This guide is based on a Sage article by Bob Michael.
Topo Map: Charleston Peak 7½
Coordinates: Lat 36 21 34 Lon 115 44 47
Trip Stats: unknown
DRIVING
The access road to the trailhead (Cold Creek Road) takes off US 95 a few miles north of the Lee Canyon road (Nev. 156). You can't miss it - it's also the access road to a new prison. The mostly-paved road ascends "the mother of all bajadas" about 15 miles past a very remote residential development to the northern terminus of the Bonanza Trail, where the forest very abruptly begins at about 7600'.
HIKING
Most of the route to Bonanza Peak is through a magnificent Ponderosa/white fir forest. We both observed that the forest seems denser and bigger here than in the Charleston Peak area just to the south.
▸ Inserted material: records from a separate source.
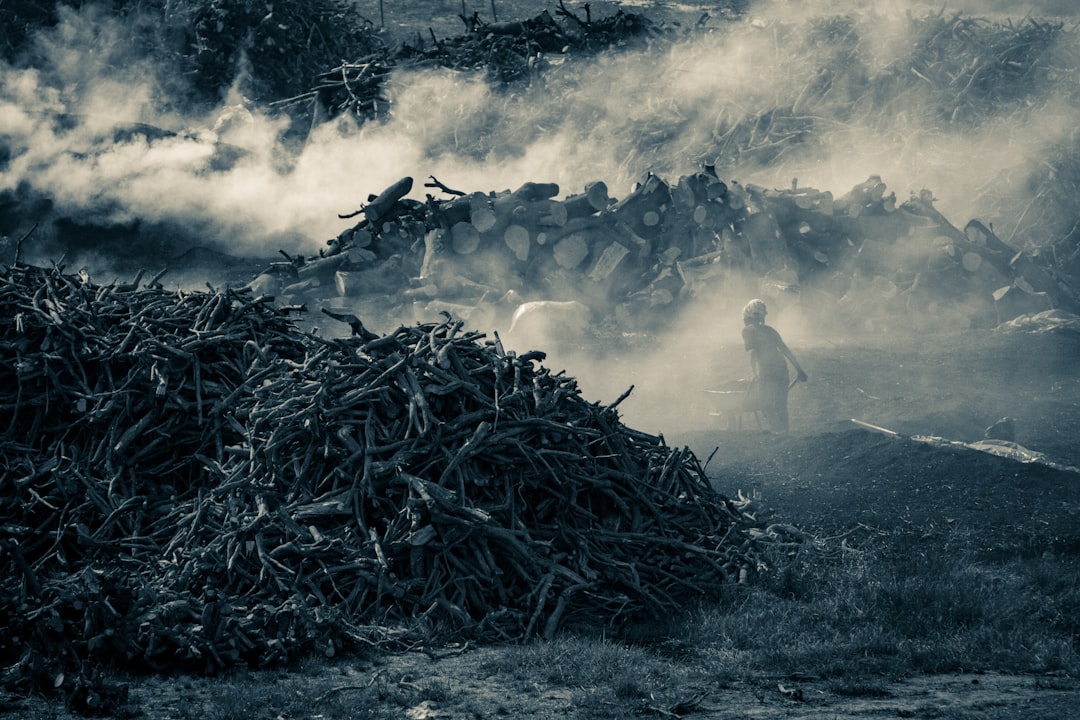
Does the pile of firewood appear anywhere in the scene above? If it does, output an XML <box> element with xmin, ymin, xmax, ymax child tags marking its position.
<box><xmin>259</xmin><ymin>166</ymin><xmax>1080</xmax><ymax>338</ymax></box>
<box><xmin>0</xmin><ymin>266</ymin><xmax>801</xmax><ymax>685</ymax></box>
<box><xmin>272</xmin><ymin>2</ymin><xmax>666</xmax><ymax>120</ymax></box>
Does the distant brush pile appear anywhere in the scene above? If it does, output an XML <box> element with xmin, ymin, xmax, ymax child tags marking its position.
<box><xmin>0</xmin><ymin>266</ymin><xmax>801</xmax><ymax>687</ymax></box>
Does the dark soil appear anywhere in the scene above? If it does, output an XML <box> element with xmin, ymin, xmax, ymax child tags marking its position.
<box><xmin>672</xmin><ymin>330</ymin><xmax>1080</xmax><ymax>553</ymax></box>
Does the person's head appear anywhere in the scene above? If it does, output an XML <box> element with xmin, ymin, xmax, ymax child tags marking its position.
<box><xmin>743</xmin><ymin>298</ymin><xmax>769</xmax><ymax>325</ymax></box>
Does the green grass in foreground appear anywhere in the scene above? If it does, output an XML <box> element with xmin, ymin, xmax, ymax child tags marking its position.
<box><xmin>497</xmin><ymin>537</ymin><xmax>1080</xmax><ymax>697</ymax></box>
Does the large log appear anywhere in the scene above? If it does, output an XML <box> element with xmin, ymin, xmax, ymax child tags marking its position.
<box><xmin>364</xmin><ymin>177</ymin><xmax>413</xmax><ymax>226</ymax></box>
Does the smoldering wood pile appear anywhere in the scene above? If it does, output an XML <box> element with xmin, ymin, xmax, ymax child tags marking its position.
<box><xmin>273</xmin><ymin>2</ymin><xmax>666</xmax><ymax>120</ymax></box>
<box><xmin>263</xmin><ymin>167</ymin><xmax>1080</xmax><ymax>338</ymax></box>
<box><xmin>0</xmin><ymin>264</ymin><xmax>800</xmax><ymax>687</ymax></box>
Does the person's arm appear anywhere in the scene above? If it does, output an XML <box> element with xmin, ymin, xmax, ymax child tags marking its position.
<box><xmin>777</xmin><ymin>334</ymin><xmax>807</xmax><ymax>382</ymax></box>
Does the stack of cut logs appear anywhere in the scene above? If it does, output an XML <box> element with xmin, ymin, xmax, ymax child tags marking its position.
<box><xmin>0</xmin><ymin>263</ymin><xmax>801</xmax><ymax>687</ymax></box>
<box><xmin>267</xmin><ymin>167</ymin><xmax>1080</xmax><ymax>334</ymax></box>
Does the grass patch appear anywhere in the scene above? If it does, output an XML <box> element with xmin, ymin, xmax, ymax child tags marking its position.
<box><xmin>681</xmin><ymin>535</ymin><xmax>1080</xmax><ymax>678</ymax></box>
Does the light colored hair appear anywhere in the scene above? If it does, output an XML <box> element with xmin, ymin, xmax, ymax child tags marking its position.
<box><xmin>743</xmin><ymin>298</ymin><xmax>769</xmax><ymax>324</ymax></box>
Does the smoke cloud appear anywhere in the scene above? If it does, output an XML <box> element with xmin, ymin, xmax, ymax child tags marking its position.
<box><xmin>0</xmin><ymin>0</ymin><xmax>1078</xmax><ymax>433</ymax></box>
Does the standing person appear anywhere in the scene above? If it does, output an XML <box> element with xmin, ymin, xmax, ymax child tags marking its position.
<box><xmin>743</xmin><ymin>299</ymin><xmax>807</xmax><ymax>433</ymax></box>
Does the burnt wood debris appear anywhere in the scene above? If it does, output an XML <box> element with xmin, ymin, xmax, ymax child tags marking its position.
<box><xmin>0</xmin><ymin>263</ymin><xmax>804</xmax><ymax>685</ymax></box>
<box><xmin>0</xmin><ymin>3</ymin><xmax>1080</xmax><ymax>710</ymax></box>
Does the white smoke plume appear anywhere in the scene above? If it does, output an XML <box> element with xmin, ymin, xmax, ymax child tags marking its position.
<box><xmin>0</xmin><ymin>0</ymin><xmax>1078</xmax><ymax>433</ymax></box>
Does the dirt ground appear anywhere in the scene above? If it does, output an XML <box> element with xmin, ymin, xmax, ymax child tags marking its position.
<box><xmin>0</xmin><ymin>323</ymin><xmax>1080</xmax><ymax>720</ymax></box>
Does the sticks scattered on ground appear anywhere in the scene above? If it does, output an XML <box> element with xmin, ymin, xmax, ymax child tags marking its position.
<box><xmin>0</xmin><ymin>266</ymin><xmax>801</xmax><ymax>699</ymax></box>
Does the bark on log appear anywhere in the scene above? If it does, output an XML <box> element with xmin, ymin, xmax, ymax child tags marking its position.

The well-graded trail soon begins a relentless series of switchbacks (I think we counted 71) to climb 2,500' up the steep face of the range. After gaining the crest of the range at about 10,000', the trail heads south and gradually upward through another splendid grove of ancient bristlecones. A little cairn a few hundred yards north of the peak, at the point where the trail turns decidedly downhill, shows where to strike upslope to the ridge and the last couple hundred feet of elevation gain to the gentle summit.
NOTES
Although the trail is in heavy forest, just to the north is a strangely barren area which extends far to the north over 9977' Willow Peak. This area burned in a catastrophic fire in the 1970's. Except for a few scattered mature conifers which somehow escaped death, there is nothing but grass, weeds and brush; the forest is not regenerating. I suggest that this shows that the lush forest on the Springs is indeed an Ice Age relic. It can maintain itself, if not severely stressed, in a steady state, but cannot now re-establish itself from "scratch".